Falar de ordem e progresso
Será sempre uma balela,
Se a bala do retrocesso
Mata o pobre na viela.

Falar de paz e sossego
É dar razão aos milicos,
Rugindo feio pra os pobres
Lambendo as botas dos ricos.

Levantai-vos, Castro Alves
Do túmulo onde dormis,
Vinde já nesse momento,
Com vossa lira feliz
Permutar as Vozes d’África
Pelas de vosso país.

Na loteria da vida,
Cada um faz o seu jogo
E o ponteiro da sorte
Empurra todos no fogo
Dá a cada um seu prêmio,
Sem ninguém lhe fazer rogo.

Sou menino criado na cidade
nunca tive uma infância na fazenda
o sertão para mim foi uma lenda
que pairou sobre a minha mocidade.
Conheci o sertão, isto é verdade,
assistindo o cinema brasileiro;
Glauber Rocha me deu esse roteiro
e eu que sou bom aluno fui atrás...
Os chocalhos são sinos matinais
nas dolentes canções do bom vaqueiro.

SONETO ANTIFASCISTA

A barbárie caminha a passos largos
E as hienas aplaudem sem pudor,
Sem pensar nos embargos. E os embargos,
No seu bojo, trarão tristeza e dor.

Se os canalhas ocupam altos cargos,
E se o tempo se mostra aterrador,
Colheremos os frutos mais amargos
Vendo o sangue que jorra e mancha a flor.

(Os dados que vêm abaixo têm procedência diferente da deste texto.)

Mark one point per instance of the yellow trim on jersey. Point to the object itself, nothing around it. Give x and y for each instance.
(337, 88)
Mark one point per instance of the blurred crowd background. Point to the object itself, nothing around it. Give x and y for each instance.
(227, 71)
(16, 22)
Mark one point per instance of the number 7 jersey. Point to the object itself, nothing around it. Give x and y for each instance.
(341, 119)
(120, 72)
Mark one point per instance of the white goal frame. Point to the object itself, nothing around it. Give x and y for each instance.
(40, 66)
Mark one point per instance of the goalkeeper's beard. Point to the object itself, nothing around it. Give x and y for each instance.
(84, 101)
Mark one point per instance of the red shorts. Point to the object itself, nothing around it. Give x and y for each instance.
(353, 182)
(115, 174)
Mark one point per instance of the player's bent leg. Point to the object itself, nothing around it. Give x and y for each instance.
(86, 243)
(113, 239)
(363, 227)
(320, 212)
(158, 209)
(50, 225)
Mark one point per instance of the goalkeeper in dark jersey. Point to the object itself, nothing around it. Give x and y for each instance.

Depois disso, não mais as primaveras,
Só a luta que brota das esperas,
Ante a fome que mora nas calçadas.

Depois disso, a revolta dos descalços
Sufocada na paz dos cadafalsos
E abafada nas frias madrugadas.

Corrente, fivela, argola,
Picinez, óculos, anel,
Livro, revista, papel,
Arame, bordão, viola,
Mala, maleta, sacola,
Perfume, lenço, troféu,
Roupa, sapato, chapéu,
Eu não posso conduzir
Quando for para eu subir
Na santa escada do céu.

O amor quando se alberga
no peito do rico ou pobre
se torna logo um guerreio
com capacete de cobre
e só obedece a honra
porque a honra é mais nobre.

Se o amor é soberano
a honra é sua coroa,
portanto, um amor sem honra
é como um barco sem proa,
é como um rei destronado
no mundo vagando à toa.

A VOZ DO SILÊNCIO

Os degraus são da dor e do sofrer,
Só os calam as vozes da virtude,
Mas o lodo da vil vicissitude
Faz o tolo, de início, esmorecer.

Quem se prende a esta lama sem saber,
Gasta muita beleza e juventude,
E, depois da total decrepitude,
Se despede da vida sem viver.

O brotar dos sagrados germes n’alma
Do andarilho, na dor e paz, o acalma
Entre os juncos do ser que é sua senda.

Cada vício é o riso de uma hiena,
E a virtude é a voz meiga e serena
De quem forja na queda a própria lenda.